Sulphur or sulfur? has proved to be such a runaway success that I have declared it hors de concours.
A recent post about a translation problem that I had concerning clients who think they know best has proved remarkably popular with alphabetical order following it. My discussion of the gender of ships (should a ship be referred to with feminine pronouns?) has been attracting readers. Number four is one of the series of screenshots from my books, in this case the article about the word folk from A Guide to English Language Usage. Commas and relative clauses come next with a strange example from the Guardian newspaper and apostrophes are an eternal bugbear for pedants. My view is clear: ‘Apostrophes in English are a menace and should be abolished.’ Harp Marx was no doubt a good, true and loyal man so my post entitled Harpo Marx a false friend looks at the falsity of friends from the language point of view. Is the word people singular or plural? It can be either and I look at this odd phenomenon in the context of Sunday’s election in Catalonia. Derby and the rest, which discusses the pronunciation of that name and others in British English, is the only member of this list to have survived from last time while coming in at number ten we have a pernicketiness of pedants – surely the correct word for them.

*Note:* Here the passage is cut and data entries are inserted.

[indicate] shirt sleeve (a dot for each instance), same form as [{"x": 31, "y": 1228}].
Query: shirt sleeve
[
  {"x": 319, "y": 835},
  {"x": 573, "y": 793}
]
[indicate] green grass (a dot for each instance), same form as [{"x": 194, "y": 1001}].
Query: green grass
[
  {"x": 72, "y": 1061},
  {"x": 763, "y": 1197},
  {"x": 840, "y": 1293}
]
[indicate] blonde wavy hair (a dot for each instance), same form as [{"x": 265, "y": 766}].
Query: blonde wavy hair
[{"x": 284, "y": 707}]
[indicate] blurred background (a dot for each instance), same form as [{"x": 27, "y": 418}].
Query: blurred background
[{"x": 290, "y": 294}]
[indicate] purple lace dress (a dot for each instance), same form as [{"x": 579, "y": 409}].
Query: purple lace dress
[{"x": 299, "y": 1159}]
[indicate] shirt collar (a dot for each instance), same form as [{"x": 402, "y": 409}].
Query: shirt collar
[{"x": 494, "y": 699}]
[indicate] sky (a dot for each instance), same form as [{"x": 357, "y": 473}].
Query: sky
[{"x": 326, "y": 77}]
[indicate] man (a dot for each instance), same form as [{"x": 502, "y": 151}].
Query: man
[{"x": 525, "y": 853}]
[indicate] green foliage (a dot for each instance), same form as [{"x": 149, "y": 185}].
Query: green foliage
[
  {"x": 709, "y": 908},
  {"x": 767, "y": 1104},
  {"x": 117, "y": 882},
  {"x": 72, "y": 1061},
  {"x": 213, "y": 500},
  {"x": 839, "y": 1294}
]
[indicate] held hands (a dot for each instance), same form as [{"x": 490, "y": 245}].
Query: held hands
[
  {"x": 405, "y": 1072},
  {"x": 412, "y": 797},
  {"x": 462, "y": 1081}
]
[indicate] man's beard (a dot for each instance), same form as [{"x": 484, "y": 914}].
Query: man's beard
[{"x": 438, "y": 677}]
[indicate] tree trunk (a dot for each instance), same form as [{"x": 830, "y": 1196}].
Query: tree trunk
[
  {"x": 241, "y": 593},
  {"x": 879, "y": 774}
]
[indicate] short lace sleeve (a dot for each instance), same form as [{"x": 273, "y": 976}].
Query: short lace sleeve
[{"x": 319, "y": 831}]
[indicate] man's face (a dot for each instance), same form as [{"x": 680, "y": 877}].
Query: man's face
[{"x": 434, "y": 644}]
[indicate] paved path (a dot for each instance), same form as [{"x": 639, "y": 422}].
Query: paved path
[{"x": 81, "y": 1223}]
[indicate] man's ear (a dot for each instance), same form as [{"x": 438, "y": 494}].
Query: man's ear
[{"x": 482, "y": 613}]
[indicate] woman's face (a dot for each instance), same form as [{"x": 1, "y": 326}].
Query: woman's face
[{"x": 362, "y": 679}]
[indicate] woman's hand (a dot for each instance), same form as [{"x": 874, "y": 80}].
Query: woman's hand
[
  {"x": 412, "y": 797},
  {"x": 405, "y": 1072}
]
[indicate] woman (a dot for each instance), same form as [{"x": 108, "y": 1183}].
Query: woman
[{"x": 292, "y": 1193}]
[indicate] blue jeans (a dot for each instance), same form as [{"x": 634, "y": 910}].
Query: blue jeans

Not surprisingly, the Top Ten tend to be recent posts so I will go to the bottom of the pile to find some older ones that are still well worth looking at. First off, there is my apology to the Dhivehi language; to find out what I am apologising for please follow the link in the post. Of that ilk is one of those expressions that has gained a new life meaning something different from what it meant originally. Confusion in Oxford dictionaries? Well … I am a Cambridge man myself … Seriously though, Oxford dictionaries are one of the joys of the English language but sometimes things can be a little odd – as with any undertaking on that scale. Checking things is always a good thing for a translator to do and a comma catastrophe can wreck even the most important advertising material. The Word of the Year for 2009 was bailout and it came with some fascinating others. Brits and languages don’t usually mix easily, but language learning is not as good in Spain as it could be and one Spanish MEP discovered the problems with learning English. Problems with numbers have a language aspect and homophones are lying in wait for the unwary. That’s ten but I can’t resist mentioning the post about zero taller ants and other eggcorns.